[split_special_tokens] Add support for split_special_tokens argument to encode (#25081)

* draft changes * update and add tests * styling for no * move test * path to usable model * update test * small update * update bertbased tokenizers * don'tuse kwargs for _tokenize * don'tuse kwargs for _tokenize * fix copies * update * update test for special tokenizers * fixup * skip two tests * remove pdb breakpiont() * wowo * rewrite custom tests * nits * revert chang in target keys * fix markup lm * update documentation of the argument
2023-08-18 13:26:27 +02:00
parent 9d7afd2536
commit 30b3c46ff5
18 changed files with 122 additions and 24 deletions
--- a/src/transformers/tokenization_utils_base.py
+++ b/src/transformers/tokenization_utils_base.py
@@ -1492,6 +1492,11 @@ INIT_TOKENIZER_DOCSTRING = r"""
        clean_up_tokenization_spaces (`bool`, *optional*, defaults to `True`):
            Whether or not the model should cleanup the spaces that were added when splitting the input text during the
            tokenization process.
+        split_special_tokens (`bool`, *optional*, defaults to `False`):
+            Whether or not the special tokens should be split during the tokenization process.
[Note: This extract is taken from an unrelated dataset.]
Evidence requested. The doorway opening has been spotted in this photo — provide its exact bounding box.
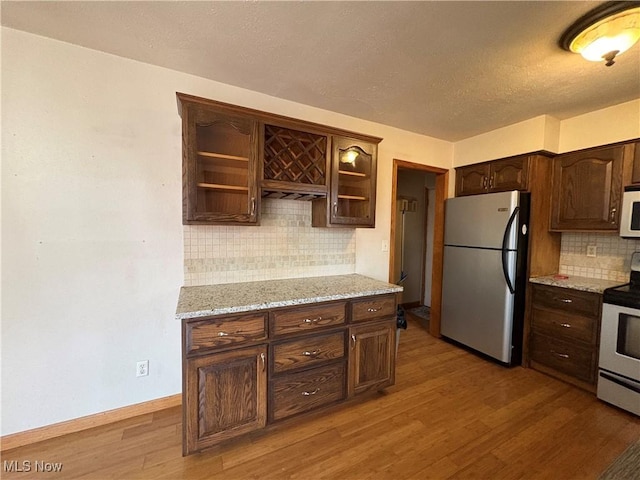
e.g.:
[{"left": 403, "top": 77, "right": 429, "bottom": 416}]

The default behavior is
+            to not split special tokens. This means that if `<s>` is the `bos_token`, then `tokenizer.tokenize("<s>") =
+            ['<s>`]. Otherwise, if `split_special_tokens=True`, then `tokenizer.tokenize("<s>")` will be give `['<',
+            's', '>']`. This argument is only supported for `slow` tokenizers for the moment.
 """


@@ -1546,6 +1551,9 @@ class PreTrainedTokenizerBase(SpecialTokensMixin, PushToHubMixin):
        # By default, cleaning tokenization spaces for both fast and slow tokenizers
        self.clean_up_tokenization_spaces = kwargs.pop("clean_up_tokenization_spaces", True)

+        # By default, do not split special tokens for both fast and slow tokenizers
+        self.split_special_tokens = kwargs.pop("split_special_tokens", False)
+
        self.deprecation_warnings = (
            {}
        )  # Use to store when we have already noticed a deprecation warning (avoid overlogging).